IOW, their calculations are a giant pile of crap. They should be calibrating their stupid model using reality, rather than trying to do the opposite. One way to do that would be to abandon the Clovis-First-and-Only nonsense, and admit humans have been in the Americas for 100s of 1000s of years.
For instance, the Polynesian word for the tuber, kuumala, is extremely similar to the Andean peoples Quechuan word, kumara. This linguistic evidence for humans introducing sweet potatoes to the South Pacific is highly compelling
Game, set, match.
???
And if government is spending my money to increase production or nutritional content, I would say that is more properly the job of the sweet potato industry.
If that knowledge can create some new wealth*, or feed, clothe and house people, or prevent us from killing one another by repeating past mistakes then it is worth the investment. If it is simply very interesting information, let the interested pay for it.
*Moving dollars from our pockets to those of so-called scientists is not wealth creation.
If she knew anything about them youre a lucky man.
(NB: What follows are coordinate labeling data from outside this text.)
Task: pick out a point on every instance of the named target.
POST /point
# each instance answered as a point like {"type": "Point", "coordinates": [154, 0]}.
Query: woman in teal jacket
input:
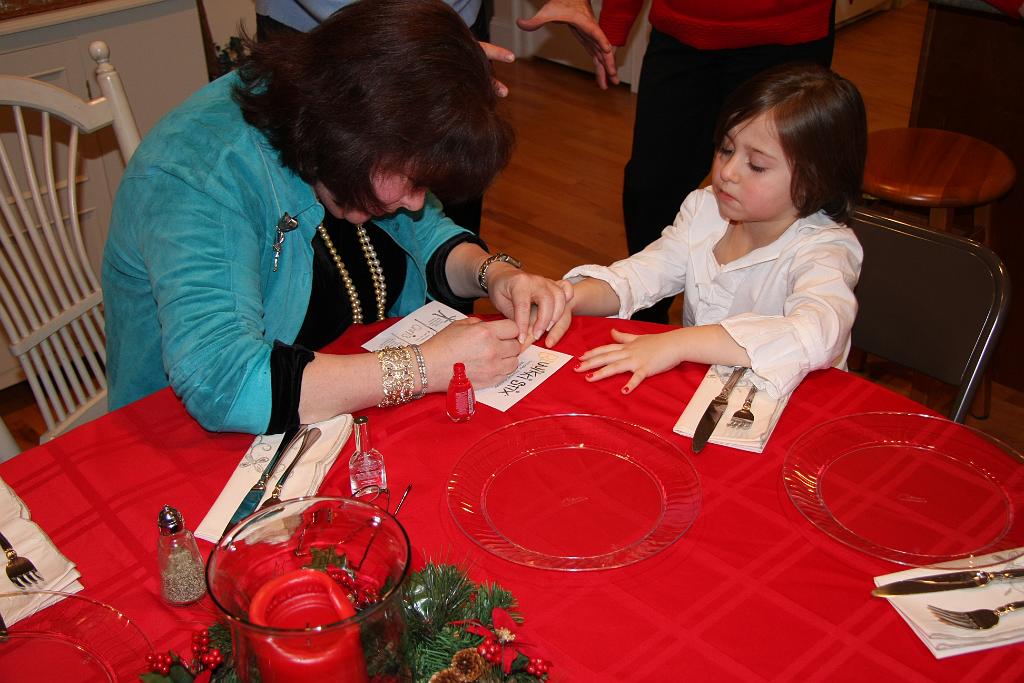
{"type": "Point", "coordinates": [287, 201]}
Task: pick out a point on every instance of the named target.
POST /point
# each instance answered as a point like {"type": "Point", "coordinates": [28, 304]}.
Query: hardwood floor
{"type": "Point", "coordinates": [557, 205]}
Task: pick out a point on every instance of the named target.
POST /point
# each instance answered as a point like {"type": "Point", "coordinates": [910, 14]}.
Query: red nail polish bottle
{"type": "Point", "coordinates": [461, 403]}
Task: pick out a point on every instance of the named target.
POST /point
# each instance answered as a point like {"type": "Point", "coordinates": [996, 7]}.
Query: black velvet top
{"type": "Point", "coordinates": [330, 311]}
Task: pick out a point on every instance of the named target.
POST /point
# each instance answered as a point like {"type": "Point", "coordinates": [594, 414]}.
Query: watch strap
{"type": "Point", "coordinates": [481, 274]}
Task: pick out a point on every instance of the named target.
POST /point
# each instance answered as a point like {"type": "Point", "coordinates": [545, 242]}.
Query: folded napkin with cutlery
{"type": "Point", "coordinates": [945, 640]}
{"type": "Point", "coordinates": [305, 479]}
{"type": "Point", "coordinates": [765, 409]}
{"type": "Point", "coordinates": [56, 571]}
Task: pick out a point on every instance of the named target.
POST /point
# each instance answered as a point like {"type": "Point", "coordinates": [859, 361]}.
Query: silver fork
{"type": "Point", "coordinates": [976, 619]}
{"type": "Point", "coordinates": [742, 419]}
{"type": "Point", "coordinates": [20, 571]}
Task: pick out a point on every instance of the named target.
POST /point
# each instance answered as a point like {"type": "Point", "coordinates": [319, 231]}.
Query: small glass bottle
{"type": "Point", "coordinates": [461, 402]}
{"type": "Point", "coordinates": [366, 467]}
{"type": "Point", "coordinates": [182, 579]}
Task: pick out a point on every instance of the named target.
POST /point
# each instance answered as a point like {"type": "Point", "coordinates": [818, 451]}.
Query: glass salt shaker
{"type": "Point", "coordinates": [366, 467]}
{"type": "Point", "coordinates": [182, 577]}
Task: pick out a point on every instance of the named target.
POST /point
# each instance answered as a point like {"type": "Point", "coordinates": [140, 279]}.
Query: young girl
{"type": "Point", "coordinates": [767, 267]}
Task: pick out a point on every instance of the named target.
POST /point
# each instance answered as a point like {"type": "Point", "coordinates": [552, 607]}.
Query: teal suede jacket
{"type": "Point", "coordinates": [190, 294]}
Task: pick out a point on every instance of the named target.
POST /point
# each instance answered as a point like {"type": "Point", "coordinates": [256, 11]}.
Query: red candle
{"type": "Point", "coordinates": [297, 600]}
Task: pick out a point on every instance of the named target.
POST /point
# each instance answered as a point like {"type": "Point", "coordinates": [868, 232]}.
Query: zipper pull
{"type": "Point", "coordinates": [285, 224]}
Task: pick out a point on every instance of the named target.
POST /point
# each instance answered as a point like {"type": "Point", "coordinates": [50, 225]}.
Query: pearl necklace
{"type": "Point", "coordinates": [376, 272]}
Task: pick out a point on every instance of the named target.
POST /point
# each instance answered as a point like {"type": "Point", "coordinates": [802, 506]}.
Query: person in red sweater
{"type": "Point", "coordinates": [699, 51]}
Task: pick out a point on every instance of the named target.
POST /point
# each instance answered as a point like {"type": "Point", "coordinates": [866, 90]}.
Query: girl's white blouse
{"type": "Point", "coordinates": [790, 304]}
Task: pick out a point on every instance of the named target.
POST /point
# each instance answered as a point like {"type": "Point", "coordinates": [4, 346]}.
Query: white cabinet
{"type": "Point", "coordinates": [156, 46]}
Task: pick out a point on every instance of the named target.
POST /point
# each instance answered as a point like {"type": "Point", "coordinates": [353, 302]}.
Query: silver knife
{"type": "Point", "coordinates": [946, 582]}
{"type": "Point", "coordinates": [714, 412]}
{"type": "Point", "coordinates": [255, 495]}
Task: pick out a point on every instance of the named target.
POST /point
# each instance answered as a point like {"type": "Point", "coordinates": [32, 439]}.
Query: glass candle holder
{"type": "Point", "coordinates": [311, 590]}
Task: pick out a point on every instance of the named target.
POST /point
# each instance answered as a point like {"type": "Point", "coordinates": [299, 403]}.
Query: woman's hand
{"type": "Point", "coordinates": [579, 15]}
{"type": "Point", "coordinates": [489, 351]}
{"type": "Point", "coordinates": [642, 354]}
{"type": "Point", "coordinates": [536, 303]}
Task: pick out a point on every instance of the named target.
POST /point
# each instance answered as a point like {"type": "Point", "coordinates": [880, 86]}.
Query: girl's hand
{"type": "Point", "coordinates": [642, 354]}
{"type": "Point", "coordinates": [489, 351]}
{"type": "Point", "coordinates": [535, 303]}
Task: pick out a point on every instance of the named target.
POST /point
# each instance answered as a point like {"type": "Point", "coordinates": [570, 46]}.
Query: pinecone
{"type": "Point", "coordinates": [446, 676]}
{"type": "Point", "coordinates": [468, 664]}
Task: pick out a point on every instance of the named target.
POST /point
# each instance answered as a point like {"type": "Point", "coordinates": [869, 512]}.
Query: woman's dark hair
{"type": "Point", "coordinates": [821, 125]}
{"type": "Point", "coordinates": [382, 86]}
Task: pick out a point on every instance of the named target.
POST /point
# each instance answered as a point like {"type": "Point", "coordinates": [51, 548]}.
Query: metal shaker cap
{"type": "Point", "coordinates": [169, 520]}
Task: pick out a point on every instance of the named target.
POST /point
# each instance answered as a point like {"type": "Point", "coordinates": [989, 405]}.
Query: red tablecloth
{"type": "Point", "coordinates": [752, 592]}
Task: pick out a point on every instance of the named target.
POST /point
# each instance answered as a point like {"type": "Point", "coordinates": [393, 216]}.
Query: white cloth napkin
{"type": "Point", "coordinates": [944, 640]}
{"type": "Point", "coordinates": [305, 479]}
{"type": "Point", "coordinates": [58, 573]}
{"type": "Point", "coordinates": [766, 411]}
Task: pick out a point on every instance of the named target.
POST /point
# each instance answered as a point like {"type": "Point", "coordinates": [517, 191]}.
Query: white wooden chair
{"type": "Point", "coordinates": [50, 301]}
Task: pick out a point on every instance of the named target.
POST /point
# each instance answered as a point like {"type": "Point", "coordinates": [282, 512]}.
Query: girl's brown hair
{"type": "Point", "coordinates": [382, 86]}
{"type": "Point", "coordinates": [821, 125]}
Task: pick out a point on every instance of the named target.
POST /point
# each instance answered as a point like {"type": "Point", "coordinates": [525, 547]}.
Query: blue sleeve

Its been 29 years for me and she was the granddaughter of one of the last Indian maharajahs. Stunning to this day. My anniversary present to her was to finally stop referring to her as my first wife :-).
I yam what I yam,” said Popeyelua, the polynesian sailor
Research suggests sweet potatoes didn’t originate in the Americas as previously thought — May 21, 2018, Indiana University [”57-milion-year-old leaf fossils”]
https://phys.org/news/2018-05-sweet-potatoes-didnt-americas-previously.html
I always wondered just where Swee’pea came from, frankly.